Kent Day

Kent (2)

The county day of Kent is May 26th, the feast day of Augustine, first Archbishop of Canterbury. A founder of the English Church, considered the “Apostle to the English” and acknowledged as the patron saint of Kent, he landed on the Isle of Thanet in 597. He proceeded to  Canterbury, the main town of the Kingdom of Kent, where he was received cautiously by its king, Æthelberht. The King allowed the Roman missionaries to preach freely, giving them land to found a monastery outside the city walls.

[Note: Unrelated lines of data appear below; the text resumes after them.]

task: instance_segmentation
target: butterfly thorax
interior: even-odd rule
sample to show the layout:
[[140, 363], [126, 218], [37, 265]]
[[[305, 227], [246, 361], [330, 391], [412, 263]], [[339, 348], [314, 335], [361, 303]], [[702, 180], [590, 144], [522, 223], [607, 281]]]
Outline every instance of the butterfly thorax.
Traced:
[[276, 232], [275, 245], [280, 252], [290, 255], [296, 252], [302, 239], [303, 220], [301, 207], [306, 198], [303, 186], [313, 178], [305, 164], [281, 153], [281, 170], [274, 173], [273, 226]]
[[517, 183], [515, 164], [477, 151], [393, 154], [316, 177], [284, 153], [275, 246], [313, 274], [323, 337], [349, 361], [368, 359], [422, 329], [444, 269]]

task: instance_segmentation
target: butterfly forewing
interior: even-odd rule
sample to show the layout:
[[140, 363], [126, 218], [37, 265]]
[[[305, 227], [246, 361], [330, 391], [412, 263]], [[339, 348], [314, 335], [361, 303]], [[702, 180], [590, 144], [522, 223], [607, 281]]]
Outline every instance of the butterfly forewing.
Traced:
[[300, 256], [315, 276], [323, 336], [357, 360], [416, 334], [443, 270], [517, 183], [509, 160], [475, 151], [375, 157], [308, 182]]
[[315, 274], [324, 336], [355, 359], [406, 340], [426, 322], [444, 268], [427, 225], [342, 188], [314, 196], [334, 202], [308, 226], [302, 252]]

Augustine was consecrated as a bishop and converted many of the King’s subjects within a year, including thousands during a mass baptism on Christmas Day in 597. Æthelberht himself was duly baptised; by 601, Pope Gregory was writing to Æthelberht calling him his son and referring to his baptism. Roman bishops were established at London and Rochester in 604, and a school was founded to train Anglo-Saxon priests and missionaries. The church in England was built upon these early foundations. Augustine died on May 26th, now remembered as his feast day and was soon revered as a saint but the year of his death is uncertain, between 604 and 609. He was buried at what is now called St Augustine’s Abbey in Canterbury. The date was added to its calendar of flag flying days, by the Flag Institute, in acknowledgement of Augustine’s status as the county’s patron saint and the significant role he had in both the county’s and the nation’s early history.